Trading Up for Historic Value

Today a very unique aircraft was brought through the front gate of the Museum of Aviation. F-100D tail number 56-2995 arrived on the back of a tractor-trailer and was greeted by an old friend, retired Major General Rick Goddard. Goddard flew 995 on 180 of his 226 combat missions during the Vietnam War. Goddard was Commander of the Warner Robins Air Logistics Center at Robins Air Force Base from November 1997 to February 2000. This connection is not simply irony or a convenience.  Because of its combat history and the connection to Goddard, this F-100D is much more meaningful to the local area and has a much greater historical value than the F-100C that it replaced.

 

995 as it appeared during the Vietnam War

 

Without a story an aircraft, or an object, is simply a part or collection of parts that do nothing more than decay over time. Personal stories add historic value to these objects, they make them come alive and help people connect with history. This historic value is both inherited and assigned, in that an objects’ lineage is only as good as our record keeping or ability to definitively connect it with a story. The F-100C that was here before Goddard’s F-100D had a history with no combat and no personal connection to the Middle Georgia area. Most of its value was what we, as a museum, had placed on it for being a type example.  There are certain things that give an aircraft or object more value for a museum.

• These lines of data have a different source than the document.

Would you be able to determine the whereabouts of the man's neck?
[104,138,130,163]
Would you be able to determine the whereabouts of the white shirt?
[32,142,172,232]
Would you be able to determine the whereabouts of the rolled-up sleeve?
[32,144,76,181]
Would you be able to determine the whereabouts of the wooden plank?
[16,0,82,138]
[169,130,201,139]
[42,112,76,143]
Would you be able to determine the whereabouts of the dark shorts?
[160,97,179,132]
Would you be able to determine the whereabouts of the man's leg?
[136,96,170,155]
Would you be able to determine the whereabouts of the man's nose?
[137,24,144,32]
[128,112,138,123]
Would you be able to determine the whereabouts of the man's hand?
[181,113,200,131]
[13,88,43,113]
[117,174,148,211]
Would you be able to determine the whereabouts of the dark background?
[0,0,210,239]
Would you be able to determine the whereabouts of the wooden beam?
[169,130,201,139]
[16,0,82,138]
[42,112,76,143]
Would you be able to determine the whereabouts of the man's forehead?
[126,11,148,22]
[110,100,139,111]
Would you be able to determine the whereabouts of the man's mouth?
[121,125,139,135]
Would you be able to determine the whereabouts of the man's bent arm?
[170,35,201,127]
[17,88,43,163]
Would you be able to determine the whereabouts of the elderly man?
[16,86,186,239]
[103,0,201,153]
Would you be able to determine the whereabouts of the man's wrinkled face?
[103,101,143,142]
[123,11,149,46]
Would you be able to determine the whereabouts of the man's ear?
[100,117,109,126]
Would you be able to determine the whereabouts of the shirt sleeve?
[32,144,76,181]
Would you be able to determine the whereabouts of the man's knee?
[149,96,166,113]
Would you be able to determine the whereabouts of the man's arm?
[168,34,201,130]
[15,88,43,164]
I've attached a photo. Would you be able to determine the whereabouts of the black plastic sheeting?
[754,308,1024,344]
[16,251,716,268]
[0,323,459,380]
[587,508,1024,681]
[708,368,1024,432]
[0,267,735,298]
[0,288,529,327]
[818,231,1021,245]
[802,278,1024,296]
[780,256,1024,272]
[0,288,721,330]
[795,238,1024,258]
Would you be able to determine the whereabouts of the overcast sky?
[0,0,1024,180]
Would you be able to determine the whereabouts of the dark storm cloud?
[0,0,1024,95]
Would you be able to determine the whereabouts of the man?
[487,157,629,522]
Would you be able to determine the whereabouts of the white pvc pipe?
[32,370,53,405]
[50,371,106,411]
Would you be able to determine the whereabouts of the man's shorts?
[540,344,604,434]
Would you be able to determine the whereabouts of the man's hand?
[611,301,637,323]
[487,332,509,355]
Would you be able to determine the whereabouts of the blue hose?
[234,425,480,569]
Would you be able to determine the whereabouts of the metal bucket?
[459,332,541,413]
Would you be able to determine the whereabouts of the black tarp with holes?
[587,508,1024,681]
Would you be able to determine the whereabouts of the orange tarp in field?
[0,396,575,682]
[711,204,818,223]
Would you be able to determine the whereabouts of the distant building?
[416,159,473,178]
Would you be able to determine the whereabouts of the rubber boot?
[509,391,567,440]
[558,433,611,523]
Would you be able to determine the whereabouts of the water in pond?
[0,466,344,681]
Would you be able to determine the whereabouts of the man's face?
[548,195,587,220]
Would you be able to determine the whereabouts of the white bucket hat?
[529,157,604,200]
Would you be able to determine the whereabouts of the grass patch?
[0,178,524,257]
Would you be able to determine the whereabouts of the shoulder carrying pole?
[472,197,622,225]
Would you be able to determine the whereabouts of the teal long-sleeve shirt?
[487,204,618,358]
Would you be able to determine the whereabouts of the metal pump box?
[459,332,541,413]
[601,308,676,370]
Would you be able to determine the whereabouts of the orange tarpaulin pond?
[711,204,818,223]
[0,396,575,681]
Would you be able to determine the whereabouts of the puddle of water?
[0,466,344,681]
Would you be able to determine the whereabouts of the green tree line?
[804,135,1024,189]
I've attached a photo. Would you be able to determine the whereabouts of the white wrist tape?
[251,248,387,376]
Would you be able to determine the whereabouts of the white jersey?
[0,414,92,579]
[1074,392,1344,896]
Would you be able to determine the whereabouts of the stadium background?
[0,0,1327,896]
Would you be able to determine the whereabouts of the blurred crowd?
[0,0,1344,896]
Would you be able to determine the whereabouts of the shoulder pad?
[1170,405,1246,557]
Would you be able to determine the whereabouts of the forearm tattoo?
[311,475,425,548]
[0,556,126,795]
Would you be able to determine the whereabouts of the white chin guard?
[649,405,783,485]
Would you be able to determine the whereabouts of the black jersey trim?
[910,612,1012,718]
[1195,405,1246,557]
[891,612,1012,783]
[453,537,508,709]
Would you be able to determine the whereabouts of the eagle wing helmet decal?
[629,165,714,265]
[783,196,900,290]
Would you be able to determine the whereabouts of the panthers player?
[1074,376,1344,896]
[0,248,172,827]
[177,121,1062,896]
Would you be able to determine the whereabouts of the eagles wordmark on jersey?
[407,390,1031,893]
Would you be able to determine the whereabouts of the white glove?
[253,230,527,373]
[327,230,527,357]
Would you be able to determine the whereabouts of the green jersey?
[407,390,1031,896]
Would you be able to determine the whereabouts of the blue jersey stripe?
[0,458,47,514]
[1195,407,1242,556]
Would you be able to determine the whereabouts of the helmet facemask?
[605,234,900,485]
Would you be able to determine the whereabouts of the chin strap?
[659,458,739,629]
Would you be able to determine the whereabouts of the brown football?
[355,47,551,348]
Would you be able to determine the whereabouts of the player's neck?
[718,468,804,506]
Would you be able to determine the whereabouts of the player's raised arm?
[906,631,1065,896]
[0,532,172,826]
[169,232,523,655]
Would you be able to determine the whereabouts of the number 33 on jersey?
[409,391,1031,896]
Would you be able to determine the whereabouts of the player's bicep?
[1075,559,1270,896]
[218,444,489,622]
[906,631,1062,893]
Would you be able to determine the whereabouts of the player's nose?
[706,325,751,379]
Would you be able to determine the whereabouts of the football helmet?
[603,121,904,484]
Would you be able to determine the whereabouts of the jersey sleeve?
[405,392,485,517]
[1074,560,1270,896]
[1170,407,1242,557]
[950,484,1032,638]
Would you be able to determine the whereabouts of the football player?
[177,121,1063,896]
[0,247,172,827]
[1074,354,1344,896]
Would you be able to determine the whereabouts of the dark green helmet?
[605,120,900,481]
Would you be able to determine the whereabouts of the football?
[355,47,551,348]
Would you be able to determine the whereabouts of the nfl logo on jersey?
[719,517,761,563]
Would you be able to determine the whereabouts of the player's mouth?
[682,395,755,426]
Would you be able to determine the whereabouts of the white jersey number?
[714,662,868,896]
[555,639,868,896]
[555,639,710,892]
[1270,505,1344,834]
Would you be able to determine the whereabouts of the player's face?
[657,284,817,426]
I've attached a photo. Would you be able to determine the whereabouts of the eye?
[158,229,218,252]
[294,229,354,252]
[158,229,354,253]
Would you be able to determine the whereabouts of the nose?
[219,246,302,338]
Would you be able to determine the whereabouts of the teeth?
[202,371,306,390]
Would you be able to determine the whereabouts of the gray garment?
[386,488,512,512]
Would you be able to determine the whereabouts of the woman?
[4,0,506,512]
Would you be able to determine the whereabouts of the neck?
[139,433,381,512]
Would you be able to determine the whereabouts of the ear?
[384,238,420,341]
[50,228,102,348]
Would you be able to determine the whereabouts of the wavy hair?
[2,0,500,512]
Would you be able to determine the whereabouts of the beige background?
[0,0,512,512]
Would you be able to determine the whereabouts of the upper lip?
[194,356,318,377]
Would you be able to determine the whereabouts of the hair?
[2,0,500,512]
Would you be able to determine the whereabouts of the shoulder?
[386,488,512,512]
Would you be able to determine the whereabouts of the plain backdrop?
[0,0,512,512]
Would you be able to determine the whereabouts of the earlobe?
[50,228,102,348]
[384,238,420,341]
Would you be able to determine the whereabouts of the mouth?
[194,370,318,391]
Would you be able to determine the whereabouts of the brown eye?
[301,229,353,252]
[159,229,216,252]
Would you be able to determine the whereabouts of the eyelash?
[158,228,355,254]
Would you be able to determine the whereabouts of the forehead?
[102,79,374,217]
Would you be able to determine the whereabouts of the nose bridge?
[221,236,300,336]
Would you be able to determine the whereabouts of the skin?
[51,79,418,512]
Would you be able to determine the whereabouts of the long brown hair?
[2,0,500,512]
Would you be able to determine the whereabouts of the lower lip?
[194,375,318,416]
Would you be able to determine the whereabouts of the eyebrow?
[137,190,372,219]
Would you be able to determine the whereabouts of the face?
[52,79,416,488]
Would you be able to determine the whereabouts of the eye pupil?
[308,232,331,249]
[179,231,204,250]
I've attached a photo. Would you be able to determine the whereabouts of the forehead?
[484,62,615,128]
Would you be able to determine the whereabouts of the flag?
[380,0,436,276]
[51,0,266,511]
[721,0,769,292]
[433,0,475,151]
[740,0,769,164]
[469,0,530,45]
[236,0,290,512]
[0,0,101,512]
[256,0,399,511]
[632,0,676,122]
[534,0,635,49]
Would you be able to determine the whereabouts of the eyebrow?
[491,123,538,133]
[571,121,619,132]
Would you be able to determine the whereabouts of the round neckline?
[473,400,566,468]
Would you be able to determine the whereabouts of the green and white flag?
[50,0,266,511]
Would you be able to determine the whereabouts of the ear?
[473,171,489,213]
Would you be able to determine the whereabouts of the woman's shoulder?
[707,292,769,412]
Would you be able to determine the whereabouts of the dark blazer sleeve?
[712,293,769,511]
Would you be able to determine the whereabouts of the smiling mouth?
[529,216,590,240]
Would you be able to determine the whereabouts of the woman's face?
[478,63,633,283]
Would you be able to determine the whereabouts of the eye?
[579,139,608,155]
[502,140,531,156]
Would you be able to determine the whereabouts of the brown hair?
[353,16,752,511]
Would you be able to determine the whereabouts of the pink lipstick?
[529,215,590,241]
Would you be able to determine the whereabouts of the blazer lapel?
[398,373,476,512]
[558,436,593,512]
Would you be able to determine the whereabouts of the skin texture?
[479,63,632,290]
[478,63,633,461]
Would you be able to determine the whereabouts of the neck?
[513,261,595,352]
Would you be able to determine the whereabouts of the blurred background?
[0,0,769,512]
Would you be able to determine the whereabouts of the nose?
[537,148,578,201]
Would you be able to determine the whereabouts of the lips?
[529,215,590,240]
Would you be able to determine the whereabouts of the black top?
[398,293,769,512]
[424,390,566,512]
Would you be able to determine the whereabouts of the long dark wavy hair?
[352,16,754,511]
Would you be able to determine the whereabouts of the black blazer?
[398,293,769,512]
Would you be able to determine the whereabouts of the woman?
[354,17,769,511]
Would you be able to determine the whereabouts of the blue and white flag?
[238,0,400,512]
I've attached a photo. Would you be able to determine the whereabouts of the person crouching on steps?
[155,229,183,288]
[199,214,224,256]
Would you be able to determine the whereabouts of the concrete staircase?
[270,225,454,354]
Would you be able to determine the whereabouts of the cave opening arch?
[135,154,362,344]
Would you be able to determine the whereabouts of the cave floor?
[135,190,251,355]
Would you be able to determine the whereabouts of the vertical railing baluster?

Some of these reasons are location specific. 995 is especially valuable to the Museum of Aviation because of the connection with Goddard, who still lives in the area and because it was sent straight to Robins Air Force Base from the factory for a modification. Other reasons for assigning historic value are broader. 995 has a significant combat history from the Vietnam War and replaces an aircraft that had none. These reasons are often weighted against the logistical and financial concerns of obtaining an object or aircraft.

 

Goddard greets 995 as it arrives at the Museum of Aviation

 

Whenever a new aircraft is made available to the Museum of Aviation, or plans are made to add a specific aircraft to the collection, research is done into the history of the tail number. Aircraft that have connections to Robins Air Force Base or someone from the local area are always of interest. However, often the Museum wishes to add an aircraft that has no specific connection to the area. In these cases, we search for aircraft that have specific or distinguished history to their tail numbers. Combat history, citations awarded to crews and participation in specific historically significant missions are just a few of the things that we look for when identifying an aircraft. Aircraft in the current inventory here are also sometimes candidates for replacement, as with 995 replacing the F-100C. An example is our F-111E (tail number 68-055) that we hope to replace with an F-111F (tail number 70-2413) that flew under the call sign Karma 51 in the El Dorado Canyon mission and also flew combat in Desert Storm. Sometimes we identify these “replacement” aircraft and other times they are brought to our attention by others (Goddard notified the Museum of 995).

There are no hard and fast rules to define historic value. A uniform worn by an individual during peace-time service can be quite valuable to someone with close ties to that person. The uniform may also hold some value in a museum, as a general or specific example depending upon the scope of the collection. The F-100C that was replaced by 995 was a very important part of some people’s story. Pilots sweated through flights in it and maintenance personnel put their hard labor into it. Whenever possible, and this is the case for the F-100C which will serve as a static display at Otis Air National Guard Base, the Museum tries to ensure that artifacts that are replaced find a home that plans to conserve them. However, in the end, there is no way for museum’s to preserve everything and hard decisions about historic value must be made.